Israël : la guerre pour seul horizon ? Parlons-en avec Sylvaine Bulle, Tamar Sebok et Anne Corpet
Depuis le 2 mars, Israël est engagé dans une guerre au Liban contre le Hezbollah, suite à la réouverture du front par le Parti de dieu en soutien à Téhéran. Cette situation soulève des interrogations sur l’avenir politique et social du pays. La classe politique israélienne a-t-elle pour seul horizon la guerre ? La société israélienne est-elle prisonnière d’un cycle de violence et de traumatismes ?

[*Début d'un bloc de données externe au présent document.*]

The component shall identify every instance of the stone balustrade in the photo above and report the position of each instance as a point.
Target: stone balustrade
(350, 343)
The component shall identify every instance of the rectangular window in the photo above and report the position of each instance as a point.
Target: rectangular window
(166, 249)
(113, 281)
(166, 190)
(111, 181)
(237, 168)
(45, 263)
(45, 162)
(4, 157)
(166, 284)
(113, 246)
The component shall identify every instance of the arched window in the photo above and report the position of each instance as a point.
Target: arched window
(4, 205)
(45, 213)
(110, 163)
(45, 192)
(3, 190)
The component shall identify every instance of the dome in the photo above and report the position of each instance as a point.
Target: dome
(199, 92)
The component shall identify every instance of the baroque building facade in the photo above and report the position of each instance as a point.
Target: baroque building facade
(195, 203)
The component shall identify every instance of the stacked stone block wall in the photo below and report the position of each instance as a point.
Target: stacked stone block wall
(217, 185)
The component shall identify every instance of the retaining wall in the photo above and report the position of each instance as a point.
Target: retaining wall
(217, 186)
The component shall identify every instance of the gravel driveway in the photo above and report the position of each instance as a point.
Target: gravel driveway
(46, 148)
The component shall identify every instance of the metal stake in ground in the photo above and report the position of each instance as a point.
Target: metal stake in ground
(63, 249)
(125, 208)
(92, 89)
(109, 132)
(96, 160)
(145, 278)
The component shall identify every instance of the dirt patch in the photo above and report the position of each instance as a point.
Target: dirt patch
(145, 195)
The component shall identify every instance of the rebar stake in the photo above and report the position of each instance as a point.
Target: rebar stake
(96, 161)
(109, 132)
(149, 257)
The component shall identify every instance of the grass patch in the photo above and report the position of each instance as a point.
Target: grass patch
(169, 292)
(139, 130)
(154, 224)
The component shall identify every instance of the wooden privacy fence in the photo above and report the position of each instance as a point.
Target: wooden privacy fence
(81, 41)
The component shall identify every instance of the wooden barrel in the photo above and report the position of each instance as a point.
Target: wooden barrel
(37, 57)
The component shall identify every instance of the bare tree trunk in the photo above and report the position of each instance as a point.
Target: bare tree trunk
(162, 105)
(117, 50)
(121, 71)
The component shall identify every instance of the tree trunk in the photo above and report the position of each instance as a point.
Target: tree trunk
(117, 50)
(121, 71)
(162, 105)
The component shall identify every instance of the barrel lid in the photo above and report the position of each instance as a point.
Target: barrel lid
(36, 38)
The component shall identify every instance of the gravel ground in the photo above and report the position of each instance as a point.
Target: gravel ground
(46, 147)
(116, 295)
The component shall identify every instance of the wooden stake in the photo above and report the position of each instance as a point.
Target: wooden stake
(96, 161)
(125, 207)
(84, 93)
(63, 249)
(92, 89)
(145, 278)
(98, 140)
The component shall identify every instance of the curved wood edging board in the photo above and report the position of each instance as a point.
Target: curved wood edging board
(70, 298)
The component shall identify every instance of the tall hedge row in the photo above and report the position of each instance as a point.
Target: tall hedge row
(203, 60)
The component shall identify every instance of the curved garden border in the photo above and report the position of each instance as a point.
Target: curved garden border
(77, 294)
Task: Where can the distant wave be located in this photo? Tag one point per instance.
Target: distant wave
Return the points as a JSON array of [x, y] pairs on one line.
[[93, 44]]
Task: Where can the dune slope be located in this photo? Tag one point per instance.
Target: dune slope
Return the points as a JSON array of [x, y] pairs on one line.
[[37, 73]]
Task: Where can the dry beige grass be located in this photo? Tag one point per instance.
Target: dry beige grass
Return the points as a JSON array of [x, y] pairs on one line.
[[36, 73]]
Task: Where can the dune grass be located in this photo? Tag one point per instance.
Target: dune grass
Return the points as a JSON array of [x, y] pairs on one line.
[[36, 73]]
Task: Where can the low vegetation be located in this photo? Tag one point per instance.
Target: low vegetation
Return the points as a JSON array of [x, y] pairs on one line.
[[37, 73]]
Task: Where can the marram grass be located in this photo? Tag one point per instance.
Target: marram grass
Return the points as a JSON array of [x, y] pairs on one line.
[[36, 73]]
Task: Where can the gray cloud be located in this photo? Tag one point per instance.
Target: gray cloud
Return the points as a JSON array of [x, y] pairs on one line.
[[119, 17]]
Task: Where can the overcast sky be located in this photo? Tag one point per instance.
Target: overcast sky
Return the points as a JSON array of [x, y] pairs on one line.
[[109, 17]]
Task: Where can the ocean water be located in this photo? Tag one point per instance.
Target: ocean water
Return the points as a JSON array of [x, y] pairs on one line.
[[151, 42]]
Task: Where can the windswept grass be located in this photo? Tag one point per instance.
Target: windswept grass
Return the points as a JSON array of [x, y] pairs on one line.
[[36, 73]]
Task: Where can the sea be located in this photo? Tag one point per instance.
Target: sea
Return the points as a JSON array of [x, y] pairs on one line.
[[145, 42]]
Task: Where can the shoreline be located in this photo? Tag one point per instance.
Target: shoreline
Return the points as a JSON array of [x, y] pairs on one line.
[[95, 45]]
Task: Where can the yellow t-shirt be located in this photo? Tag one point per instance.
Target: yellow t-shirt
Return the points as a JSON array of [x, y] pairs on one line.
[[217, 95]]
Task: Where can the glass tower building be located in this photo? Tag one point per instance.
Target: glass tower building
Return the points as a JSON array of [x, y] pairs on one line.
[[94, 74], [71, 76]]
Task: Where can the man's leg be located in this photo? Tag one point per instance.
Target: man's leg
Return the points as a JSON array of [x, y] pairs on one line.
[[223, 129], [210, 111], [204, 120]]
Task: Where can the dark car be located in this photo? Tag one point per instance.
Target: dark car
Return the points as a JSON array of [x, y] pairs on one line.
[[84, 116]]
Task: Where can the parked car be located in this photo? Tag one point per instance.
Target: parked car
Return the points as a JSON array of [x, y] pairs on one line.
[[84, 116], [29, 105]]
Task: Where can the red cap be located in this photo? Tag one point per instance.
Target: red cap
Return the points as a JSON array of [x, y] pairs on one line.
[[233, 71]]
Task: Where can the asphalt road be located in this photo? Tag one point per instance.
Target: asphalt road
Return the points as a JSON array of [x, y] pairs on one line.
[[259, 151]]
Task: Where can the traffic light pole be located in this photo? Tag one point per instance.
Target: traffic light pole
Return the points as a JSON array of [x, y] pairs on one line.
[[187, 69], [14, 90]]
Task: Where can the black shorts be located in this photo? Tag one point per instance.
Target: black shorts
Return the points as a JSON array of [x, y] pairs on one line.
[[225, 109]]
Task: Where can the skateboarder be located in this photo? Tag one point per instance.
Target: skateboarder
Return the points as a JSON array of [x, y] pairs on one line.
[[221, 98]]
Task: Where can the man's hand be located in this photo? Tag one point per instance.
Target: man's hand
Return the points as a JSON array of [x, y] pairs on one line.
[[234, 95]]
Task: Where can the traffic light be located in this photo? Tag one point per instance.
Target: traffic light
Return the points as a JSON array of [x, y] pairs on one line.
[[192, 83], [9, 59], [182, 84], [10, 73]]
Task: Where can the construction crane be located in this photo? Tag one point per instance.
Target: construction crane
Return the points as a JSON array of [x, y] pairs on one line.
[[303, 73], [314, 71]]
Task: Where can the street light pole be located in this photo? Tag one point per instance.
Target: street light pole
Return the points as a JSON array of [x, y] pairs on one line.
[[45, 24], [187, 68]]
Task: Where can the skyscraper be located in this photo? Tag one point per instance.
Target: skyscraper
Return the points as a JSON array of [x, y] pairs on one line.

Pour en discuter, nous avons rencontré Sylvaine Bulle, spécialiste des relations internationales, Tamar Sebok, chercheuse en géopolitique et Anne Corpet, journaliste spécialisée dans le conflit israélo-palestinien.
Selon Sylvaine Bulle, la guerre semble effectivement être devenue un horizon inévitable pour Israël. Les tensions avec le Hezbollah et l’Iran sont persistantes, et la classe politique israélienne peine à trouver des solutions diplomatiques. Tamar Sebok souligne quant à elle que la société israélienne est profondément marquée par les traumatismes du passé, notamment l’attaque du 7 octobre 2023. Cette violence récurrente risque de mener à une brutalisation de la société, comme l’a averti le président Herzog.
Anne Corpet met en lumière l’importance de trouver des voies de sortie de ce conflit sans fin. Il est urgent de favoriser le dialogue et la coopération régionale pour éviter un nouvel embrasement. La paix et la sécurité des populations civiles doivent être la priorité, au-delà des enjeux politiques et des intérêts géostratégiques.
En conclusion, il est indispensable de continuer à débattre et à réfléchir sur les enjeux de ce conflit qui semble sans issue. La guerre ne peut pas être le seul horizon d’Israël. Il est temps de trouver des solutions pacifiques et durables pour garantir la stabilité et la sécurité de la région.